Encouraging a tolerant culture will not only improve the outcome of your organisation, it’ll make employees happier and healthier – that’s the word from one senior advisor who says HR professionals should be pushing for patience and understanding in the workplace.
“In order for teams to be at their best, in order for us to leverage the full potential of groups of human beings, their ability to collaborate is everything,” says management specialist Karen Gately.
“Their ability to share their ideas, to engage in a healthy, robust debate and make effective decisions together really determines whether or not we’ll ever leverage potential and at the heart of that ability is great relationships which are based on trust and respect.”
Gately, who also penned the People Manager’s Toolkit, says one of things which is most likely to undermine trust and respect – and therefore the ability to collaborate – is conflict.
“Conflict is often fuelled by a lack of tolerance and a lack of sensitivity in the way we deal with each other,” Gately tells HRD.
A difficult trait to define, Gately says tolerance is reflected in a person’s willingness to be patient but also to understand and work with difference – not just endure it.

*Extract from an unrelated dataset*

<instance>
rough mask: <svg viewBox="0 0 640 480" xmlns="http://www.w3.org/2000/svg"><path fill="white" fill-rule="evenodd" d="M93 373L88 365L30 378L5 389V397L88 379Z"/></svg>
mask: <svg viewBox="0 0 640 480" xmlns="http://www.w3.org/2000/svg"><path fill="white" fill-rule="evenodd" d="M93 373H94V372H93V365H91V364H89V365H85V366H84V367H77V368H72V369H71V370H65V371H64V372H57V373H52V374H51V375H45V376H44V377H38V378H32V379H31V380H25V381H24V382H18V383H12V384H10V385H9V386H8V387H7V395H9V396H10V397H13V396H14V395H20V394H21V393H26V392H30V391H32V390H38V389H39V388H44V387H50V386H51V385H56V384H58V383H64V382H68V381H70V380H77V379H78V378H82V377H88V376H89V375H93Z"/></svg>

“It’s not just putting up with things we don’t like, it’s about understanding that there are different perspectives that people bring, there are different values, there are different backgrounds, experiences, and if we have an intolerance to difference then we can be very close minded and create conflicts that don’t help us to ultimately thrive,” she explains.
However, if tolerance is an individual personality trait, is it really possible for HR professionals to encourage a change in their employees?
“Of course!” says Gately. “You can expect it.”
While individuals may be naturally more tolerant than others, Gately says employees should all be capable of regulating their responses and behaviour.
“It’s entirely reasonable to expect people to work hard to minimise adverse impacts they have on other people,” she tells HRD. “We all get to choose how we think, how we feel and how we behave but emotional intelligence, in part, is reflected in our ability to regulate our conduct.”
Just because someone has a lower patience threshold or less tolerance, doesn’t mean they are entitled to lash out or be uncooperative, she says.
“If I find something frustrating or intolerable I don’t get to be rude or aggressive or dismissive or not engage with respect and indecency,” she says. “In that moment, you can choose to count to ten, walk away, do something else that is healthy and respectful as opposed to behave in an aggressive or dismissive way.”
However, if HR professionals want to create a tolerant culture in their workplace, Gately says the first step is to ensure they’re practicing what they preach.
“Lead by example,” she urges. “If you’re constantly communicating with a lack of tolerance, then that clearly doesn’t set the right tone. You have to help people understand that there are different points of view, you’re not always right, you need to remain open minded and play nicely with your colleagues.”
Gately also encourages leader to be particularly mindful of their own tolerance levels when they’re in times of high-stress or low energy.
“Your intolerance is likely to rise when your spirit is drained so when we’re lacking energy, patience can start to wear thin and we can start to become intolerant in ways that we otherwise might.”